Obras de referência e paixão
O professor e antropólogo José Sergio Lopes, da Universidade Federal do Rio de Janeiro (UFRJ), apesar de não ter tido amizade pessoalmente com o professor Azis, falou da importância de seus trabalhos para a sociologia no Brasil. Ele define seus estudos como atemporais, que podem ser apreciados hoje pelas novas gerações. E que sua trajetória como mestre e pessoa deve ser preservada e propagada como documento histórico para estudos posteriores.

A professora Heloísa Helena Teixeira de Souza Martins também falou sobre a importância da paixão por aquilo que se faz, e o quanto é importante estar envolvido com o tema. Isso lhe serviu bastante no início de sua vida profissional no Departamento Intersindical de Estatísticas e Estudos Socioeconômicos (DIEESE). “Aprendi a pensar como cientista, com paixão e envolvimento”, completou.

Por fim, a filha Livia Simão, professora do Instituto de Psicologia da USP (IPUSP), agradeceu a presença de todos, encerrando o evento.

Histórico
Azis Simão nasceu em Bragança Paulista, em 1º de maio de 1912. Filho de comerciantes libaneses, passou a infância no interior entre o campo e a cidade. Na adolescência, mudou-se para São Paulo com a família. Devido a um problema de visão, deixou os estudos por um tempo por recomendação médica, passando a trabalhar como comerciante.

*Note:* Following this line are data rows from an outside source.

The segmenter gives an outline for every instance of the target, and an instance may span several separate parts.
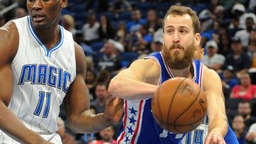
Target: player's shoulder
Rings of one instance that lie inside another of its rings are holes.
[[[159,65],[158,62],[151,58],[149,59],[138,59],[132,63],[131,67],[135,67],[141,70],[146,69],[147,70],[159,69]]]
[[[9,55],[12,58],[17,52],[19,35],[17,27],[14,22],[9,22],[0,28],[0,50],[1,53]]]
[[[205,65],[203,65],[203,80],[209,82],[209,79],[213,80],[220,80],[220,76],[213,69],[210,69]]]
[[[74,42],[75,55],[75,65],[77,74],[82,74],[84,77],[86,76],[86,58],[85,55],[77,43]]]
[[[1,38],[6,38],[8,37],[14,38],[17,36],[18,38],[18,32],[17,27],[14,22],[8,22],[4,26],[0,28]]]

Nessa época (1928), passou a trabalhar com jornalismo, tendo contato com o movimento operário; e começou a se interessar por literatura, filosofia e questões sociais. Manteve contato com escritores e artistas modernistas, militantes de esquerda e operários. Mais tarde, cursou a faculdade de Farmácia por ser o curso no qual poderia ter algum contato
com filosofia e ciências humanas.

Em 1933, participou da fundação do Partido Socialista, e atua ativamente na militância política, convivendo com grupos anarquistas, comunistas, socialistas. Em 1935, um novo deslocamento de retina lhe tirou a visão por completo.

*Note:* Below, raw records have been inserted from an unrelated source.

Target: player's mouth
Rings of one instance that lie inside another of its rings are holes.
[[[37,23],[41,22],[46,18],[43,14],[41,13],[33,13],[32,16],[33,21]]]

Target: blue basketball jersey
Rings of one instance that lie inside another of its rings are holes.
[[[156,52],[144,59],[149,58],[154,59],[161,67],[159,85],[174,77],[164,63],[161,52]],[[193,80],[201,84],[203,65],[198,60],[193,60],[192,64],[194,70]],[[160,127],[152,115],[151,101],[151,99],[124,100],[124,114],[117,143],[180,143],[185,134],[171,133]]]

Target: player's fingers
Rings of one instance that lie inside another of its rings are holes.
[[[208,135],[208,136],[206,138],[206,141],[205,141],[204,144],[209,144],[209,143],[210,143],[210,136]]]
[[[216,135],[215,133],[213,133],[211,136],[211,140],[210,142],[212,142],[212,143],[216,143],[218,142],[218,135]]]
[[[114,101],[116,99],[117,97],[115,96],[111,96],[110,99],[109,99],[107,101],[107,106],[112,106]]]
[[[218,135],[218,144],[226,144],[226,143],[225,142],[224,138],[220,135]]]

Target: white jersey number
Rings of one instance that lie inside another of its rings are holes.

Em 1939, após acompanhar algumas disciplinas como ouvinte, ingressou no curso de Ciências Sociais na USP onde, em 1951, passou a se dedicar à carreira universitária como professor e sociólogo. Realizou estudos sobre política, história do proletariado, comportamento eleitoral, relações entre trabalhadores e estado, entre outros. Permaneceu trabalhando e pesquisando na FFLCH, até se aposentar em 1982. Faleceu em 1990.